É graduado em Direito pela Ufes e assessor jurídico do Ministério Público Federal (MPF). Questões de cidadania e sociedade têm destaque neste espaço. Escreve às sextas-feiras

Morte de transexual por policiais militares deve ser esclarecida

Estatísticas evidenciam que as normas penais existentes, que punem de forma genérica crimes de homicídio e lesões corporais, por exemplo, têm sido insuficientes para prevenir e combater os crimes motivados por ódio a membros do grupo LGTBQIA+

Publicado em 15/07/2022 às 02h00

Na madrugada da última quarta-feira (12), uma mulher trans, de 34 anos, conhecida como Lara Croft foi morta a tiros por um policial militar, no bairro Alto Lage, em Cariacica. Segundo informou a Polícia Militar, Lara teria sido morta após entrar em confronto com militares, mas moradores da localidade contestam a versão oficial, surgindo indícios de execução motivada por transfobia.

Muito embora a nota oficial da Polícia Militar informe que a transexual estaria em “atitudes suspeitas” e teria “resistido à abordagem”, numa primeira análise, no mínimo, parece ter havido uso desproporcional da força pelos agentes públicos. Isso porque a PM disse que tiveram de ser feitos cinco disparos com arma de fogo porque Lara teria tentado agredir os militares com um barbeador.

A imagem dessa cena faz lembrar o trecho da célebre entrevista de Clarice Lispector ao jornalista Júlio Lerner, quando cita uma de suas crônicas em que Mineirinho foi morto com 13 tiros: “Qualquer que tivesse sido o crime dele, uma bala bastava. O resto era vontade de matar”.

Não parece ser proporcional que policiais militares, agentes públicos que representam o poder cogente estatal e que deveriam estar treinados, supostamente para revidar uma tentativa de agressão com uma lâmina de barbear tenham que atirar cinco vezes quando haveria outras formas de resolver a celeuma.

Mesmo porque os militares devem fazer uso progressivo da força, isto é, selecionar adequadamente, entre as opções de força disponíveis, aquela que seja mais condizente com a resposta a uma suposta agressão. Aliás, o Código de Processo Penal Militar é claro ao estabelecer que o recurso ao uso de armas só se justifica quando absolutamente necessário para vencer a resistência ou proteger a incolumidade do executor da prisão.
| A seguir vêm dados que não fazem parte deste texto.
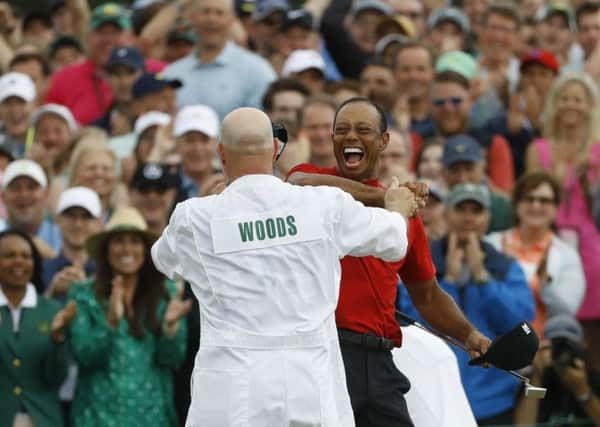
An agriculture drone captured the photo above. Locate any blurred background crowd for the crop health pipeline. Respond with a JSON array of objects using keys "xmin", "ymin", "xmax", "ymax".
[{"xmin": 0, "ymin": 0, "xmax": 600, "ymax": 425}]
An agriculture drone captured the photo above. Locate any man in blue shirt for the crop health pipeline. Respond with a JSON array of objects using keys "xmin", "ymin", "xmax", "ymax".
[
  {"xmin": 43, "ymin": 186, "xmax": 102, "ymax": 296},
  {"xmin": 398, "ymin": 183, "xmax": 534, "ymax": 425},
  {"xmin": 164, "ymin": 0, "xmax": 277, "ymax": 119}
]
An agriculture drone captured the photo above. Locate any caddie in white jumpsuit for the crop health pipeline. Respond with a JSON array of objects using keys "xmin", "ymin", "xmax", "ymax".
[{"xmin": 151, "ymin": 108, "xmax": 417, "ymax": 427}]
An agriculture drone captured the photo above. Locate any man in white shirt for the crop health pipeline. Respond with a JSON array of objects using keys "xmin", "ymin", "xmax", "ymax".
[{"xmin": 152, "ymin": 107, "xmax": 417, "ymax": 427}]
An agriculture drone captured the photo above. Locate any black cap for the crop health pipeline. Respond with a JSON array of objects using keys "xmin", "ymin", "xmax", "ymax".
[
  {"xmin": 166, "ymin": 30, "xmax": 197, "ymax": 45},
  {"xmin": 282, "ymin": 9, "xmax": 314, "ymax": 31},
  {"xmin": 469, "ymin": 321, "xmax": 539, "ymax": 371},
  {"xmin": 22, "ymin": 11, "xmax": 52, "ymax": 31},
  {"xmin": 131, "ymin": 163, "xmax": 179, "ymax": 191},
  {"xmin": 48, "ymin": 35, "xmax": 84, "ymax": 59},
  {"xmin": 132, "ymin": 73, "xmax": 182, "ymax": 99},
  {"xmin": 252, "ymin": 0, "xmax": 290, "ymax": 22},
  {"xmin": 107, "ymin": 47, "xmax": 145, "ymax": 71},
  {"xmin": 443, "ymin": 134, "xmax": 482, "ymax": 167}
]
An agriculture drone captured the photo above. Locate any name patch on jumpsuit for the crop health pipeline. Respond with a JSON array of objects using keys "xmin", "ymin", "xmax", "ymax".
[{"xmin": 210, "ymin": 209, "xmax": 323, "ymax": 254}]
A violência policial, a sensação de impunidade quanto a militares que cometem crimes e a letalidade de operações policiais preocupam porque as forças militares constituem importante instituição pública, representando o próprio Estado. E a relação entre Estado e sociedade deve ser pautada em confiança e legalidade constitucional. Daí a importância de dar uma resposta eficaz à sociedade quando algum agente público, sobretudo os militares, decide navegar pelas águas da criminalidade.

Mais grave ainda se mostra o fato diante dos inúmeros relatos de que a morte de Lara Croft teria como motivação o fato de sua transexualidade, tendo alguns moradores destacado que “Lara tinha o costume de fazer piadas com os policiais quando eles abordavam alguém no bairro e que os PMs não gostavam e já teriam a ameaçado” e que o militar “partiu pra cima dela, deu vários socos na cabeça e vários tiros nela e ela não teve como reagir, ele matou ela sentada”.

Estatísticas evidenciam que as normas penais existentes, que punem de forma genérica crimes de homicídio e lesões corporais, por exemplo, têm sido insuficientes para prevenir e combater os crimes motivados por ódio a membros do grupo LGTBQIA+. A proteção estatal insuficiente caracteriza, pois, inconstitucionalidade e ilegalidade. Mesmo com a criminalização da homotransfobia, lamentavelmente, essa população continua muito vulnerável.

A morte de Lara Croft deve ser imediatamente esclarecida, não apenas por decorrer de possível motivação transfóbica, mas, por conta dos inúmeros indícios de abuso de autoridade, que impõem o dever de atuar do poder público.

Este texto não traduz, necessariamente, a opinião de A Gazeta.